The stats package provides a function factory, ecdf, which returns an empirical cumulative distribution function (eCDF) given a vector of observations. This function allows us to estimate probabilities based on the observed data rather than assuming a theoretical distribution. This is particularly useful when the data, such as asset returns, do not follow well-known distributions like the normal distribution.

For example, we can create an empirical cumulative distribution function for the monthly log returns of the SPDR Dow Jones Industrial Average ETF (DIA). As noted in earlier sections, the distribution of these returns is neither normal nor matches any other common theoretical distribution.

Show code

# Create a function using the function factory
ecdf_DIA <- ecdf(x = asset_log_returns[["DIA"]])

Next, we may plot the eCDF using ggplot2:

Show code

# Plot data
tibble(
  x = asset_log_returns[["DIA"]],
  y = ecdf_DIA(v = asset_log_returns[["DIA"]])
) %>%
  # Plot using geom_step
  ggplot(data = ., mapping = aes(x = x, y = y)) +
  geom_step(color = "orange") +
  labs(
    title = "Empirical Cumulative Distribution",
    x = "Monthly Log Returns",
    y = latex2exp::TeX("$\\F_{n}(X)$")
  ) +
  theme(
    panel.grid = element_blank(),
    panel.background = element_rect(fill = "white")
  )

The advantage of using an eCDF is that we can compute empirical probabilities for various ranges of the data. For example, suppose we want to know the probability that a monthly log return is less than 0%. We can evaluate the eCDF at 0, which provides the cumulative probability up to that point:

Show code

# Probability P(x < 0.0)
ecdf_DIA(v = 0)

[1] 0.2815534

In other words, there is about a $28 %$ chance that a monthly log return would be below $0 %$ , representing percentage decrease month-over-month. It is important to note that while the eCDF allows us to estimate probabilities for ranges of values, we cannot estimate the probability of any specific return value with a continuous distribution. In other words, the probability that the log return will be exactly 0%, or any other specific value, is zero. This is a fundamental property of continuous random variables.

Key Points

The eCDF provides an empirical estimate of the cumulative distribution function, which is particularly useful when the data do not follow any standard theoretical distribution.
Cumulative probability is the probability that a random variable takes on a value less than or equal to a given threshold.
For continuous variables like asset returns, the probability of observing any specific value is zero. We can only estimate probabilities for intervals of values.
The eCDF can be used to compute empirical probabilities, such as $P (X < 0.0)$ , directly from the data without assuming any underlying distribution.

Some Words of Caution

While we’ve introduced a method for estimating probabilities of asset returns using an empirical approach, it’s important to recognize its limitations. Nonparametric estimation, especially for continuous distributions, typically requires a large amount of data to be reliable. In this post, we’ve used 103 monthly returns from 2012 to 2021. For greater accuracy, one could switch to higher-frequency data, such as weekly or daily returns, which can expand the sample size and improve the estimates.

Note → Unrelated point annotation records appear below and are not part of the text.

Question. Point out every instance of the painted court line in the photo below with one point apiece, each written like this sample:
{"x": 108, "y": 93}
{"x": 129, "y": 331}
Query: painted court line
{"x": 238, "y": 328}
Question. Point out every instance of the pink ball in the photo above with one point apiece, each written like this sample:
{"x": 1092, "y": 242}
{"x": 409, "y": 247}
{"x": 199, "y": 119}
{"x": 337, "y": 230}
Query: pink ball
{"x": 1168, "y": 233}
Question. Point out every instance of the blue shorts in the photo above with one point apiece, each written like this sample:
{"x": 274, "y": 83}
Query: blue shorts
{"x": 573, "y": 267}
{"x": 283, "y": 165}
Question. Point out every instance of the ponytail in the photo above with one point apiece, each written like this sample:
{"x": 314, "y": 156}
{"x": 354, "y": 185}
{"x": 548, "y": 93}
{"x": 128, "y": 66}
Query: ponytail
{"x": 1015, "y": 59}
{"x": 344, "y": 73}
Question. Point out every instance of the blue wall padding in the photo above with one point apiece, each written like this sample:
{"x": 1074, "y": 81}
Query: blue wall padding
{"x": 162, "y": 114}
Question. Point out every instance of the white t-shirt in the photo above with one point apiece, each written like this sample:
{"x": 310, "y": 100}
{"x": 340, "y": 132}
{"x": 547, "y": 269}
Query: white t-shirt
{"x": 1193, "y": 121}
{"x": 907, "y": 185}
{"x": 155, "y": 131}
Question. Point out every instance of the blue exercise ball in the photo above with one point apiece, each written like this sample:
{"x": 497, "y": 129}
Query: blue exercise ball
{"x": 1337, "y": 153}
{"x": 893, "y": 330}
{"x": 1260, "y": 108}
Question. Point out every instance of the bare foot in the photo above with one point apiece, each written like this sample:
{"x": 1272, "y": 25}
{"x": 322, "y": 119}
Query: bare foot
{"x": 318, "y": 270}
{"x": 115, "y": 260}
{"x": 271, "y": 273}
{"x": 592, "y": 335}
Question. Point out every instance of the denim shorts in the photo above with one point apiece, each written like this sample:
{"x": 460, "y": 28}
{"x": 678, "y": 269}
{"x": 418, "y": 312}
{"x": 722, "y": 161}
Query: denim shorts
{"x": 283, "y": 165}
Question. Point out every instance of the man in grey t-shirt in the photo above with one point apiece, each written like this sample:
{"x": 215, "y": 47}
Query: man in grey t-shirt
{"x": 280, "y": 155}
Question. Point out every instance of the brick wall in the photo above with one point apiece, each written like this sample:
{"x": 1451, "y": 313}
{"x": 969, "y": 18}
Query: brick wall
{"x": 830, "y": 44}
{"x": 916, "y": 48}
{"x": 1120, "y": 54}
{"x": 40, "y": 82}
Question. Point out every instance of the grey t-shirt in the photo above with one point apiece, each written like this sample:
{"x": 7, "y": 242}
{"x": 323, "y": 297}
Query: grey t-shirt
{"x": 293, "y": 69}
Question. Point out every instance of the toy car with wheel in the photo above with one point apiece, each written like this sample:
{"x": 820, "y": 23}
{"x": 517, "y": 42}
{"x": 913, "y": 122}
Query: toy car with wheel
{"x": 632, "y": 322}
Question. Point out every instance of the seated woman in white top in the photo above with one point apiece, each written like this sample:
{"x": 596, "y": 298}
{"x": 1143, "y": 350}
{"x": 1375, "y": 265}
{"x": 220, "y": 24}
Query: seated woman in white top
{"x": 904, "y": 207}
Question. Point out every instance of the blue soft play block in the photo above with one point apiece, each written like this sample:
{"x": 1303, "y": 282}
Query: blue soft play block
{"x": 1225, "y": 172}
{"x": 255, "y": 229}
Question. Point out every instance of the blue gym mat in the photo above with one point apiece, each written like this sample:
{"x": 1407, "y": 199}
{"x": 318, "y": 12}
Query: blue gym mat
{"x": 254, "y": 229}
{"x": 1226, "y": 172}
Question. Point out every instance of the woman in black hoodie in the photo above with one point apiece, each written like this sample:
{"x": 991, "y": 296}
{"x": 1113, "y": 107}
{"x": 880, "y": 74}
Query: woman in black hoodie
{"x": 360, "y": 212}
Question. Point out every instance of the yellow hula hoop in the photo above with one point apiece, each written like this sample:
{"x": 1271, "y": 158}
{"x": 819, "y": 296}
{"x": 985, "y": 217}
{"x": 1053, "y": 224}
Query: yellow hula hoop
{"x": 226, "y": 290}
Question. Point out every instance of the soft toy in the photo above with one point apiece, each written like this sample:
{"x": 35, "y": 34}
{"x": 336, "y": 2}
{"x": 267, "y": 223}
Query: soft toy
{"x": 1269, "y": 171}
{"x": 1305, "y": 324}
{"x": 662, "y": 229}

However, there are still challenges. Interpolating between observed values (e.g., for different frequencies like yearly, weekly, or daily data) and extrapolating beyond the range of the observed returns (e.g., estimating probabilities for extreme returns) require assumptions that may introduce uncertainty. Additionally, while the empirical approach is useful in univariate analysis, it can become less reliable in multivariate settings, where data are more dispersed across higher dimensions.

It’s important to note that no single method for estimating probabilities of asset returns is flawless. In practice, analysts often focus on broader measures of risk and uncertainty, such as value-at-risk (VaR), expected shortfall, or downside deviation, rather than relying solely on probability estimates. While this post has introduced an empirical approach, other risk measures may be more appropriate depending on the context.